Medicare Patients Exposed to Excess Radiation from Unnecessary CT Scans

Hospitals around the country have exposed thousands of Medicare chest patients to what are most likely <"">unnecessary double CT scans. According to a report in The New York Times, hospitals performed 76,000 such scans on Medicare patients in 2008, costing the federal health insurance program $25 million.

In addition to the enormous costs, the widespread use of double CT scans may be needlessly exposing patients to worrisome amounts of radiation. Just a single CT scan exposes patients to 350 times the radiation of a traditional x-ray.

“The primary concern relates to radiation exposure,” Dr. James A. Brink, chief of diagnostic radiology at Yale-New Haven Hospital, told the Times. “It is incumbent upon all of us to limit it to the amount needed to make a diagnosis.”

A double CT scan consists of two scans done consecutively – one with imaging dye, the other without. According to the Times, many radiologists say such procedures are rarely necessary. What’s more, guidelines developed by the American College of Radiology provide very few reasons to perform a double CT scan.

Yet at some hospitals, Medicare chest patients are routinely subjected to double scans. According to the Times, 2008 outpatient claims show that Medicare patients at some facilities were undergoing double CT scans almost 80 percent of the time. However, the true number of patients who receive double CT scans is probably much higher than the Medicare numbers indicate, as patients with private insurance or Medicaid, as well as and those without health insurance, aren’t being tracked by any agency.

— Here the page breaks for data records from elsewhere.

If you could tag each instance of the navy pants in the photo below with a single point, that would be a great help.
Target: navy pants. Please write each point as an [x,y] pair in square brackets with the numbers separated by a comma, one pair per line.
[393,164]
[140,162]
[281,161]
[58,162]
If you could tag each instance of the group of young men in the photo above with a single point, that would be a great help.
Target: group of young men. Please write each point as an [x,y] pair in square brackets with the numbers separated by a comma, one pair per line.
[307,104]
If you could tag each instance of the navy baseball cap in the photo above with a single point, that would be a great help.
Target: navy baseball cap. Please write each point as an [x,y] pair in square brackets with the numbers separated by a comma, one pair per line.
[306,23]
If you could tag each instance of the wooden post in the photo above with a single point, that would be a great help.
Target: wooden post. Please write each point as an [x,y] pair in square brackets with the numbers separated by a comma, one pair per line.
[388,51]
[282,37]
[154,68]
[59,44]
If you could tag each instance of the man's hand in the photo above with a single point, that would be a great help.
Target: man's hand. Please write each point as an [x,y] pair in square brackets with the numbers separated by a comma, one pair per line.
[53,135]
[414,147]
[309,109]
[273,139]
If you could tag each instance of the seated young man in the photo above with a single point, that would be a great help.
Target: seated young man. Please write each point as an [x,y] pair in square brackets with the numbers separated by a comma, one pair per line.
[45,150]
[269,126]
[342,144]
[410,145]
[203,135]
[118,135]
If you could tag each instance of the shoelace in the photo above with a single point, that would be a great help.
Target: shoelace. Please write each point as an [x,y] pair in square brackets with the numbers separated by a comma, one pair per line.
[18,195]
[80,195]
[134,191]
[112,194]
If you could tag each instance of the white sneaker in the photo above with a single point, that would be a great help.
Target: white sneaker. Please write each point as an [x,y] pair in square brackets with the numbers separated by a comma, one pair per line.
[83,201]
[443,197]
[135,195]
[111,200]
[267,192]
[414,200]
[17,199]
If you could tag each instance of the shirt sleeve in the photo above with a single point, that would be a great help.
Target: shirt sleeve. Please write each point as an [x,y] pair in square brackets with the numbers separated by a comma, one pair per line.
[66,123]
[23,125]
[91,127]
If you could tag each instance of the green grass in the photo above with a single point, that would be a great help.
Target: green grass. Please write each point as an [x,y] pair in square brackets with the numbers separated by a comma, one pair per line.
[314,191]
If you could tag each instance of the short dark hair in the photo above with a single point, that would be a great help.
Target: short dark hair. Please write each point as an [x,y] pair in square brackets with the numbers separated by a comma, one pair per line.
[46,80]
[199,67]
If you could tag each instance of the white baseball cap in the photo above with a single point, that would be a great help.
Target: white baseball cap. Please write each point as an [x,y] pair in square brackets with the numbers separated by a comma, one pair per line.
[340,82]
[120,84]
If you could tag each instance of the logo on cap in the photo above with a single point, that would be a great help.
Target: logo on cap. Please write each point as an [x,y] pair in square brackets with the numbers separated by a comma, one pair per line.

The Times investigation found that double CT scans are most likely to be performed at small, community hospitals. For example, Memorial Medical Center of West Michigan in Ludington performed double scans on its Medicare chest patients 89 percent of the time. In response to questions, an official with the hospital told the Times that the facility has made “dramatic” changes to protocols since 2008. Due to these changes, the rate of double CT scans performed at Memorial Medical Center dropped to 42.4 percent in 2010 and to 3 percent in the first part of 2011.

While smaller hospitals perform these scans often, large hospitals are not immune. For instance, St. John Health System in Tulsa, Oklahoma double-scanned 80 percent of the time. A spokesperson for that facility told the Times that the system recognized that “those numbers were higher than we needed to be,” and has since changed its protocols. According to the Times, the official claimed that the rate of such scans now hovers around 5 percent at St. John.

But even 5 percent is high number, when you consider that the Times found most major university hospitals perform double CT scans on less than 1 percent of their Medicare chest patients. For example, double scans accounted for only a fraction of 1 percent of cases at Yale-New Haven Hospital. And none of the 2,000 chest scans performed at UNC Healthcare in Chapel Hill, N.C. 2008 involved a double procedure. Dr. Paul L. Molina, executive vice chairman of radiology UNC Healthcare questioned why a facility would perform any double CT scans.

“I would be very surprised as to why that would occur,” Molina, told the Times. “Someone’s got to educate me as to why they see the need to do both.”